Taking Data in Manufacturing to a Higher Level
GFT US
Manufacturing experts at a GFT dinner in New York City see generative AI changing how factory data will be used to improve efficiency and boost returns.
Business leaders always find the newest technologies alluring. As the world has become captivated with generative artificial intelligence (Gen AI), they have naturally begun to ask how it can be used across the enterprise—including in manufacturing.
The potential for generative AI tools to wring greater benefits and higher returns from factory automation was certainly front-of-mind among the manufacturing data experts GFT gathered at a dinner at the University Club in New York City in April. But these executives and managers also offered lessons from their use of data and automation today.
Indeed, the experiences shared at the dinner suggested that every advance in the use of factory data, whether it’s cutting edge AI or more mature technologies, is likely to turn on three key questions: What data are you collecting? Where does the data land? And how do you expect to use the data in the future? Taken together, these topics form a framework that can benefit every enterprise that is seeking more effective and profitable use of manufacturing data.
Here’s some of what we heard on each of these three issues:
Data collection. Attendees said the manufacturing equipment they have in place today mostly can provide the data they want. Additional sensors may be needed for specific purposes, but modern equipment and systems typically capture significantly more data than is actually being used.
Data organization. Bigger hurdles are to be found in the effort to ensure large data sets are structured and stored so they can be used for higher level applications. Factory data needs to flow into a system with a modern data architecture. Several guests at the dinner conceded that their companies struggle to get raw data into useful formats. Increasingly, the cloud is the answer, allowing for scalability and resource efficiency while also enforcing consistency and standardization.
Use cases. To enable more sophisticated applications that make use of their factory data, organizations need to know what’s possible, see how that intersects with business priorities, and then chart the path to execution. Some use cases have gained wide acceptance, such as computer vision for quality control. Based on the dinner conversation, however, there’s a shared belief that more—perhaps much more—is necessary and possible.
Interfacing with the data
Improvements in digital manufacturing will always depend on the interface that allows the business to interact with the data it collects and saves. The interface, typically made up of dashboards and charts and graphs, needs to be meaningful for the goals of the business.
As described by one of our dinner guests, an executive from a global manufacturer of heating and cooling equipment and other products, the organization’s data interfaces need regular attention. As requirements change and as capabilities become more advanced, dashboards need to be improved, redesigned, and in some cases rethought entirely. This is an ongoing challenge for this leader’s manufacturing operations.
At the same time, how people interact with their data may be poised for a dramatic change using generative AI technology. It is already possible to create a manufacturing data interface based on natural language queries, using technology that feels like an AI chatbot—but is tailored to the data and requirements of specific manufacturing business use cases.

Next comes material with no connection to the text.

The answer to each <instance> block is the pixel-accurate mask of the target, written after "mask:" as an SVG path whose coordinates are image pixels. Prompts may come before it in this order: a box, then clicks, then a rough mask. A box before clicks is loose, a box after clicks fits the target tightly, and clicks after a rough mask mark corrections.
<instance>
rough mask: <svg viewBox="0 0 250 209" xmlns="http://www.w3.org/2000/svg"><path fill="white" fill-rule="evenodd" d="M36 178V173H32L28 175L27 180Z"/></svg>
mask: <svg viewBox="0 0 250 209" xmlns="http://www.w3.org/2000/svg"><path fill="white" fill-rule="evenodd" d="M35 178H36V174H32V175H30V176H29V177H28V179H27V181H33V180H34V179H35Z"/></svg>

This development appears likely to reinforce the need for a robust manufacturing data framework. Dinner guests suggested that, as organizations begin to pursue generative AI tools, the careful collection and curation of large data sets, and their preservation in systems with proper architecture to facilitate access, will only become more important.
Reactive or proactive
One dinner participant, who oversees facilities in multiple locations for a maker of cosmetics and perfumes, said computer vision to detect anomalies or flaws in products during their manufacture and packaging is in use across the organization. Quality control is vitally important for a luxury goods maker, and this executive said computer vision technology performs well, with quantifiable return on investment.
And yet, the next step, using the same factory data to address root causes of product flaws and improve manufacturing efficiency, has been hard to achieve. Reactive use of computer vision data is proven, but proactive use for factory optimization remains elusive.
This company’s experience may be indicative of how far factory automation and digitalization have come—but also where they are stalled. A fuller understanding is needed of how manufacturing data can be used in a broader set of use cases. Then, the data sets need to be created, and the applications and technologies brought to bear, to make these initiatives a reality.
Return on investment
No innovation in manufacturing data management is going to be embraced if the benefits can’t be identified and quantified. As one dinner guest put it, the model you use doesn’t matter if you can’t demonstrate impact in dollars. This individual, who is chief data officer for a defense company, is responsible for finding $100 million in increased profitability through better use of manufacturing data.
Coming up with efficiencies on that scale may become more common as generative AI makes creation of applications easier and faster. We’re not there yet, but it’s coming, to judge by the expectations of our dinner participants. What’s also clear is that the same data framework that can benefit an organization today will only become more valuable as new technologies lead to expanded uses and benefits for properly curated manufacturing data.